Le désormais célèbre virologue a également évoqué le Tour de France et s'appuie sur des arguments assez étonnants.

C'est une petite bombe lâchée par Marc Van Ranst, ce mardi soir. Une brèche dans laquelle Anderlecht pourrait bien vite s'engouffrer. Sur VTM, le virologue a quelque peu changé de version concernant le football belge et la fin de saison. Après avoir déclaré il y a quelques semaines que "finir la compétition sera très difficile, on pourrait jouer tout au plus la finale de Coupe à huis clos", Van Ranst change de ton alors que d'autres pays européens envisagent une reprise de la compétition: "Une reprise en juin est envisagée dans d'autres pays. Il faut voir comment ils s'y prendront. J'ai beaucoup de sympathie pour la décision de la Pro League qui apporte de la clarté. Mais d'un autre côté, s'il y a une opportunité de jouer en juin dans d'autres pays, il serait triste de ne pas la considérer du tout ici."

Une déclaration suffisante pour changer l'issue de l'Assemblée générale programmée le 24 avril ? Peu probable, selon Het Laatste Nieuws, qui voit la grande majorité des clubs s'en tenir à l'officialisation de la fin de saison. Mais depuis le début de cette crise sanitaire, on a vu beaucoup de choses changer en peu de temps et il serait étonnant qu'Anderlecht ou l'Antwerp ne s'engouffrent pas dans cette brèche.

"Nous allons nous habituer à voir les gens mourir du coronavirus"

Dans les colonnes du Nieuwsblad, c'est un discours plus étonnant encore qu'a tenu le virologue, à propos du Tour de France cette fois. Selon le Dauphiné Libéré, la Grande Boucle devrait se tenir fin août-début septembre. Pour Van Ranst, cette échéance est "encore lointaine. D'ici là, deux choses auront changé: j'espère que l'épidémie aura ralenti et que notre façon de l'appréhender aura changé. Nous allons nous habituer à certaines choses. Cela fait des années que nous sommes habitués à la grippe. On trouve normal que 10% de la population la contracte et que certains finissent à l'hôpital et en meurent. Cela risque d'être la même chose pour le Covid-19."

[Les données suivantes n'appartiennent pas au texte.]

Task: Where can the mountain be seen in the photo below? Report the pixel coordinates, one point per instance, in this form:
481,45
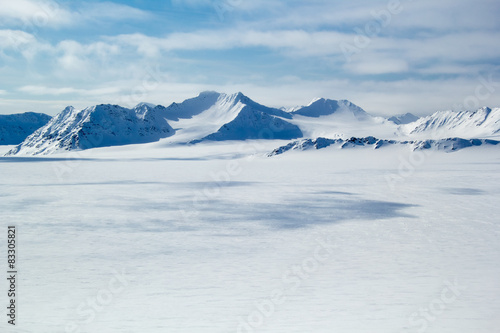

Ainsi, selon Van Ranst, "l'année prochaine, toutes les victimes du coronavirus ne seront plus l'actualité n°1. Actuellement, les médias parlent du virus 24 heures par jour. Au bout d'un moment, ils ne pourront plus le faire." Dans le cas concret du Tour de France, il n'y a pas d'inquiétude à avoir pour les coureurs, selon lui: "Ils sont désormais dans des hôtels séparés et ne se rencontrent qu'en course. Et puis, les coureurs sont déjà paranoïaques concernant leur santé. Les staffs seront également bien préparés à réagir en cas d'alerte."

Concernant le public, Van Ranst pense que "les masques buccaux seront plus accessibles en août ou septembre. Bien sûr, la distanciation sociale sera compliquée au départ et à l'arrivée. Mais j'imagine sans problème une course avec des masques sur le visage des spectateurs et même des masques jaunes pour le staff de l'équipe du leader de la course." Avant toutefois de préciser que ce scénario, il l'imaginait surtout pour les courses de 2021.